Saturday 13 August 2016

Home for month now.......

The kids and I returned to Chad four weeks ago now. It feels like we have never been away,except the lovely memories that we have of our recent time in the uk. It is hard to explain how when one returns back home to Chad, life in the uk seems all but a memory very quickly, but the feeling of missing family and friends is a few ache and hurt. A friend today, over a cup of tea, described it as life here in Chad gets put on pause when you return to the uk and when you come back to Chad, U.K life gets put on pause.
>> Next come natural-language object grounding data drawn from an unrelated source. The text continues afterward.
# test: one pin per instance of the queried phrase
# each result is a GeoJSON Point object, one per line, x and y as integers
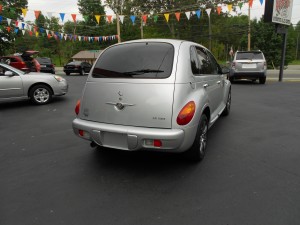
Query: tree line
{"type": "Point", "coordinates": [227, 31]}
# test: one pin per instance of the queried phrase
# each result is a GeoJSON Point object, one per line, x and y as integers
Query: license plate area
{"type": "Point", "coordinates": [114, 140]}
So when we returned to Chad,Andrew and Saratou had moved most of our belongings over to a new house on the compound from our old flat. We are now in a house enjoying having more space and a garden. This week we ate our first bananas off our banana tree,  the kids and I have been planting seeds so we will see how things go and one of the guards is helPing us to keep the garden nice. We feel very thankful to have this new bigger house, even though last night at midnight I spend an hour mopping up rain water from the bedroom. Although I didn't at the time have a totally thankful heart at my situation, God blessed me in only having one room to sort out unlike many Chadians here whose houses are destroyed with this rainy season.
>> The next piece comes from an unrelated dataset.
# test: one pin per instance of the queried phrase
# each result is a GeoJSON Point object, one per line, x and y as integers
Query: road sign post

Why you may ask did Andrew not help. well,last Sunday he flew the Ugandan caravan plane that we have been using here whilst our plane has been updated, back to Uganda. He remains there doing medicals and flight test and returns with our Chadian plane on Tuesday. It is hard him being used to do this and leaving me and the kids here again. However, at least it is not six weeks like last year. God has been my strength and comforter this week as just thirty minutes after Andrew left last week, I found blood in Jacobs nappy. They hadn't been the best for a few days before this,but the seeing the blood and owing that Andrew would be away for ten days sent me in a spin for a bit. But God gave me good friends and neighbours in my team and they got us to the clinic to see the dr who gave us medicine for Jacob.he has been so lethargic and tired this week and still poorly, but a bit better. It has been so hard to go through this without Andrew here, and we have had limited email communication as social medical is shut down for security reasons, but again, I find myself calling out to God to walk along side Jacob to heal him and help me look after him, and zack and Esther on my own. God has pleaced people in my path just when I have needed them and a trust in him that is needed with a sick child here in Chad. Jacob has improved but still has a way to go and perhaps another visit to the dr this week, when Andrew is home to be with us and help translate! The challenges of Chad!
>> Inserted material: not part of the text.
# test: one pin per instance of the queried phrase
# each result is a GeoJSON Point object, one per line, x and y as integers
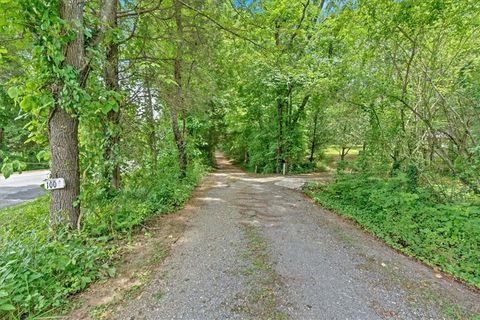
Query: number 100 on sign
{"type": "Point", "coordinates": [54, 184]}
This week I am reminded that God will put challenges in our way and it is how we deal with this in our attitude that counts. I have been trying to react with courage and confidence in Christ, growing my character and trusting in Gods faithfulness. it is hard and I rarely get it right at the time, but I have a loving and forgiving God who won't give up on me as I keep walking with him and seeking his ways in all things that he gives me everyday.

Tomorrow is Andrews 40th birthday. It is hard being apart for that, although maybe for me more than him as I am not so sure he is keen to be reminded he won't be in his 30s any more. But the kids and I look forward to celebrating with him later in the week and remembering the many blessings he has given to our family.